What should we make of Uber’s bid to go cashless in Nigeria?

Even though 2016 is just two weeks old, the world’s sexiest startup Uber seems to be sweating already in Nigeria. A few days after Christmas, Uber increased its price in Lagos and now the company is reportedly testing its cash payment option that may make Nigeria the seventh country in the world where Uber is accepting cash.

Uber prides itself as a service that does not require users to pull out their wallet and this has been largely (and profitably) accepted in many countries of the world. Elsewhere though, there is still a high reluctance among targeted Uber users to put up their credit card details. Such cities include Hyderabad in India which last May became the first city where Uber is accepting cash followed by 21 other Indian cities where Uber is operating.

The cash payment feature has also been extended to Bandung, Indonesia and Manila, Philippines. In Africa, Uber has tested and rolled out the feature in Kenya’s capital city of Nairobi and Nigeria’s commercial capital city of Lagos is set to be next as the company is testing the feature with some of its users.

During the test period, some Uber users in Lagos will see an in-app cash payment option. When this is selected, the driver will be notified at the beginning of the trip and when it ends to collect the cash payment.

Uber had not revealed that the reluctance of many Nigerians to put their card details on its platform to allow them to access the company’s cashless services was a big issue.

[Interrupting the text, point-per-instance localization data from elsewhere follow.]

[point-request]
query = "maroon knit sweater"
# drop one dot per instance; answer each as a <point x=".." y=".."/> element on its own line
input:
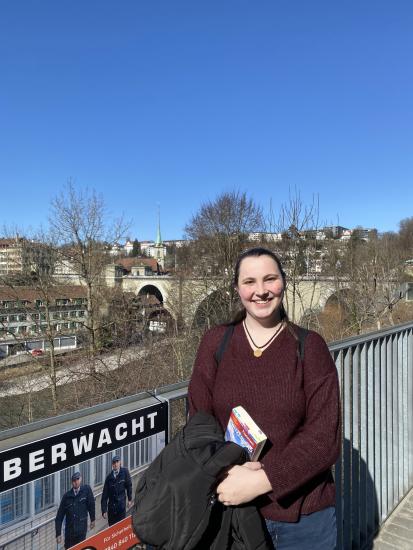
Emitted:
<point x="296" y="405"/>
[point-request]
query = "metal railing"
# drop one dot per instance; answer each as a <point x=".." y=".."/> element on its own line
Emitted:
<point x="375" y="470"/>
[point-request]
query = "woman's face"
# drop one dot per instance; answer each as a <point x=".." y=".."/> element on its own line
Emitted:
<point x="260" y="287"/>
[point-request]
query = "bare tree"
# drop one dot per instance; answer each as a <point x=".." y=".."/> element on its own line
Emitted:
<point x="299" y="249"/>
<point x="219" y="232"/>
<point x="84" y="232"/>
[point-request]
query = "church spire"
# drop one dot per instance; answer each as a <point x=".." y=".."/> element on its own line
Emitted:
<point x="158" y="234"/>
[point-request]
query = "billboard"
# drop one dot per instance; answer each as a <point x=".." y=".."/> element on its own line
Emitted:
<point x="36" y="480"/>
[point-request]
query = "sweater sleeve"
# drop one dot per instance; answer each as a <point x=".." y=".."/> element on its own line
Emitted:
<point x="315" y="446"/>
<point x="201" y="385"/>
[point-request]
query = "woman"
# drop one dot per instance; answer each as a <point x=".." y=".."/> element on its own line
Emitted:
<point x="294" y="402"/>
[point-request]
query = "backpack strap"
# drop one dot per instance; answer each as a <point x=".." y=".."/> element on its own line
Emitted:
<point x="302" y="335"/>
<point x="224" y="343"/>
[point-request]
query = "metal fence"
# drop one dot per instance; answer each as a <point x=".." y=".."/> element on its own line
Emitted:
<point x="375" y="470"/>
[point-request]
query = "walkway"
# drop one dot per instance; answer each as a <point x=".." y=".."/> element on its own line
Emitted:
<point x="397" y="532"/>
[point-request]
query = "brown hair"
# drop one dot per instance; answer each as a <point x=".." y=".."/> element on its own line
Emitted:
<point x="256" y="252"/>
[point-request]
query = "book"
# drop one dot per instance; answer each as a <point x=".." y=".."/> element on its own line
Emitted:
<point x="243" y="431"/>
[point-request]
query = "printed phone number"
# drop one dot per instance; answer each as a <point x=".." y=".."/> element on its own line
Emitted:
<point x="126" y="540"/>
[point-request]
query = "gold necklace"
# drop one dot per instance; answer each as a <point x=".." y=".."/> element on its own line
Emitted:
<point x="259" y="349"/>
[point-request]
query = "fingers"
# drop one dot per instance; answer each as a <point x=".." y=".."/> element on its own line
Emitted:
<point x="252" y="465"/>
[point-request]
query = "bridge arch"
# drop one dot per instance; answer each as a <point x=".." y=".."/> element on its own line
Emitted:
<point x="151" y="290"/>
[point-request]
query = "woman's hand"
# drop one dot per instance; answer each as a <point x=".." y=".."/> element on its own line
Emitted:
<point x="243" y="484"/>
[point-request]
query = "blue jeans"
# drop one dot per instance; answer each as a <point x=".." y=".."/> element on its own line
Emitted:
<point x="317" y="531"/>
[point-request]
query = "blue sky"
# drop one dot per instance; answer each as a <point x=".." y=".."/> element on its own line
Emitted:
<point x="173" y="102"/>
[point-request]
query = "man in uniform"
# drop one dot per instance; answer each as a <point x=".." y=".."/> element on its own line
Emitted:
<point x="118" y="485"/>
<point x="75" y="505"/>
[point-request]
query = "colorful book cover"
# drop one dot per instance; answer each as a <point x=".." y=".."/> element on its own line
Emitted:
<point x="244" y="431"/>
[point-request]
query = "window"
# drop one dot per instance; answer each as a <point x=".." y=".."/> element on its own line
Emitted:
<point x="43" y="493"/>
<point x="84" y="470"/>
<point x="13" y="504"/>
<point x="66" y="480"/>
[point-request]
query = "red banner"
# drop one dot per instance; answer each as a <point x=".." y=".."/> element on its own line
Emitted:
<point x="117" y="537"/>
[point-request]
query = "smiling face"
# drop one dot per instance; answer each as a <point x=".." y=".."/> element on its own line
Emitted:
<point x="261" y="288"/>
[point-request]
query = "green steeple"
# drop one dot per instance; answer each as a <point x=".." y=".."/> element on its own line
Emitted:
<point x="158" y="234"/>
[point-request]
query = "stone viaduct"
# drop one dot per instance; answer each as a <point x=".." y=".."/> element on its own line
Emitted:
<point x="184" y="297"/>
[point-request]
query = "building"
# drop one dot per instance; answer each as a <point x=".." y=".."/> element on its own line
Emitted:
<point x="11" y="256"/>
<point x="261" y="236"/>
<point x="24" y="312"/>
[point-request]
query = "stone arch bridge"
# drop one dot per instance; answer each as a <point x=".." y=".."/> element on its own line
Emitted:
<point x="182" y="298"/>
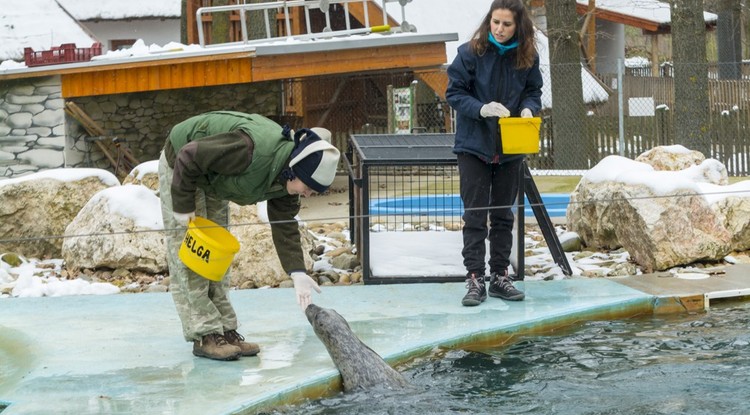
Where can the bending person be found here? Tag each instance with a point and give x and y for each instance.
(222, 156)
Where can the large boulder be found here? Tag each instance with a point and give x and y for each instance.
(118, 228)
(35, 209)
(732, 207)
(257, 264)
(671, 158)
(660, 217)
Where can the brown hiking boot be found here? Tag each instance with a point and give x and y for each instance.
(236, 339)
(215, 346)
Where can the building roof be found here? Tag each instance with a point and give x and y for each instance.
(120, 10)
(38, 24)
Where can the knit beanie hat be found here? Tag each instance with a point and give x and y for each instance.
(314, 159)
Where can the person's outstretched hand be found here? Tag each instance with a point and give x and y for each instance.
(303, 286)
(184, 218)
(494, 109)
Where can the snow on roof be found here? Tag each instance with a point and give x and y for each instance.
(38, 24)
(651, 10)
(119, 9)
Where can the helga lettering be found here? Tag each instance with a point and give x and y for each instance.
(199, 250)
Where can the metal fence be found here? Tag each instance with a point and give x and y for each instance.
(621, 115)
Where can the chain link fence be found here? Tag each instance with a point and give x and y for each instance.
(611, 114)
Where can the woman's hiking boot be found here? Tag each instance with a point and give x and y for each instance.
(502, 287)
(477, 291)
(215, 346)
(236, 339)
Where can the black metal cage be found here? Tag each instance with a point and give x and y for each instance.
(409, 183)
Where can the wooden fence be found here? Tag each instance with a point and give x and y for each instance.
(729, 103)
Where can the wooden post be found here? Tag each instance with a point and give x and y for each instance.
(591, 47)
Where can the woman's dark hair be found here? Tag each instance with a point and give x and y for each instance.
(526, 51)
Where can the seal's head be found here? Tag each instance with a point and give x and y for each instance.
(326, 322)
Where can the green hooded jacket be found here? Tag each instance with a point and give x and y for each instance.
(237, 157)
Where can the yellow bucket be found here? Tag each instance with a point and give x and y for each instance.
(520, 135)
(208, 249)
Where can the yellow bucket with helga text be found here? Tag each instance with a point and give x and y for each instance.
(208, 249)
(520, 135)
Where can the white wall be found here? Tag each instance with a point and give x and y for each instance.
(158, 31)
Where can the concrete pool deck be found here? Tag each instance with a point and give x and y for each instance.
(125, 353)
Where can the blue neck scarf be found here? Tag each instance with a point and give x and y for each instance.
(501, 49)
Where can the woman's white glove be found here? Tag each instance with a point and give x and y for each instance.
(303, 286)
(494, 109)
(184, 218)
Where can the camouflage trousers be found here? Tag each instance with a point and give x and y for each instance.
(203, 305)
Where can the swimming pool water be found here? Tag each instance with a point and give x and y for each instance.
(451, 205)
(676, 364)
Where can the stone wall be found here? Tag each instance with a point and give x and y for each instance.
(32, 130)
(36, 134)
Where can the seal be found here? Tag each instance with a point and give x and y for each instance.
(360, 367)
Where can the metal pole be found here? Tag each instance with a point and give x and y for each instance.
(621, 109)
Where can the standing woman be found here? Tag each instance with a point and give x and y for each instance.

In fact, last year at an interactive session with Ventureburn and others, the head of the company’s operations in Nigeria, Ebi Atawodi affirmed the company was recording exponential growth in Nigeria in terms of number of drivers and riders that are using the service.

She also expressed confidence in the level of advancement of the payment system of Nigerian banks which she said is more advanced than those of other emerging markets.
“Lagos is surprising the world, payments are going through in Lagos and Nigerian banks are moved ahead of their counterparts in other emerging markets. They deserve to be commended,” she said.

These and other issues make many tech industry watchers in Nigeria to wonder why Uber is now considering to add the cash payment feature to boost its operations in Lagos. Many reasons come to mind.

The first and obvious one is the desire to attract more people to use Uber in Lagos.

The launch of Uber in Lagos, many believe, crippled the activities of Easy Taxi and Afrocab, yet many Lagos residents are not using Uber. It is also safe to say that more people use other forms of car hire services than Uber. This category of people, to a large extent, are those that Uber will be going after with this new cash payment feature. Even though Uber is not making its Lagos figures public (yet), it is safe to say that it is going to want more users.

Another reason for this action could be Uber finally succumbing to the growing request for the addition of the cashless payment option. Trust is still a very big issue in Nigeria’s tech space – so big it is limiting the growth of many sectors including ecommerce and this could be traced to those days when Nigeria was notorious for online fraud and the government appeared helpless – technologically, legally and policy-wise – to combat cybercrimes forcing individuals to be the ones taking responsibility for their cyber safety. Armed with this information, Uber may now be letting its users in Nigeria to know that it empathizes with them and would want them to still use its service even if it means reneging its founding objective to make its rides cashless.

A clearer explanation of the cash payment moves by Uber was given by the company’s spokesperson that spoke to CNN on this subject.

“We know that cash is still the dominant payment option for millions around the world, especially in emerging markets and smaller cities. These ‘cash’ experiments are really exciting for us, given the success we’ve seen in these test markets and the potential that exists to take this even further into more cities around the world,” the spokesperson said.

New challenges

If Uber finally decides to fully introduce cash payments in Nigeria, it would have to contend with new challenges such as riders not having sufficient cash for the trip.
It is fair to say that not everyone can afford to use Uber in Lagos – including those that think they can afford it. Will they now be allowed to give the amount they have on them and use their card details to pay the rest? Would this not upset the Uber app dynamics?

What happens when a rider pays with fake currency notes? Will the riders be equipped with tools to easily detect the security features on Nigeria’s currency notes? What of currency notes in bad conditions, will the drivers be collecting such?

Furthermore, giving cash to drivers may tempt such drivers to spend part of the money; it could also pose significant risk to the safety of such drivers since no thief is currently after Uber drivers because they don’t collect cash. But when they finally begin to collect cash, how will Uber ensure they are not robbed while in Lagos traffic or by thieves posing as Uber riders?